The amount of information absorbed or internalized depends on the day and mood of the president, say people familiar with the meetings. While Trump clearly acknowledges the increase in cases, he has remained adamant that further evidence has led to what appears to be a new out-of-control outbreak. He has made long complaints at several meetings that his response to the pandemic is being negatively covered.
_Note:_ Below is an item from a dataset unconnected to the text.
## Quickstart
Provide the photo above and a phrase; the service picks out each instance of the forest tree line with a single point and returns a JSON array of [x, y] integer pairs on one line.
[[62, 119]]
And he has lamented the circumstances he now finds himself, insisting that his fate is “terrible”.

Vague remarks

Trump offers denial and deception as pandemic crisis outstrips presidency

When Trump emerged at the Rose Garden on Tuesday for what some of his advisers hoped would be a majestic appearance announcing new actions against China while contrasting his record with rival Joe Biden, he instead issued a set of sometimes barely consistent comments who only vaguely addressed how he faced the pandemic.

Trump has also complained at meetings about Fauci, the 79-year-old director of the National Institute of Allergy and Infectious Diseases, who repeatedly corrected the president’s statements or offered less optimistic views on the pandemic.

After Trump voiced his concerns about Fauci in a series of interviews, suggesting that he had been wrong about certain things at the start of the pandemic, attendees took the public comments as a sign that they should also question Fauci’s record, including through distribution of a list of his past statements to journalists over the weekend.

The reaction was swift, including from several of the President’s main allies, who said it was both self-destructive and a waste of time to publicly weaken one of the administration’s most trusted public health voices.

“Entering a contest with Dr. Fauci about whether or not he was right doesn’t move the ball forward,” Senator Lindsey Graham, R-South Carolina, an informal adviser to the president, said Tuesday.

However, even when Trump’s chief of staff Mark Meadows was organizing a détente, even during a long meeting with Fauci in his West Wing office, another senior aide, Peter Navarro, was presenting an eight-paragraph tirade against Fauci. on the editorial page of USA Today.

The newspaper said Wednesday that they had requested the article directly from Navarro in response to their own editorial that defended Fauci. They also said, after publication, that some of the claims were misleading and did not meet their fact-checking standards.

Jim Acosta and Kaitlan Collins of CNN contributed to this report.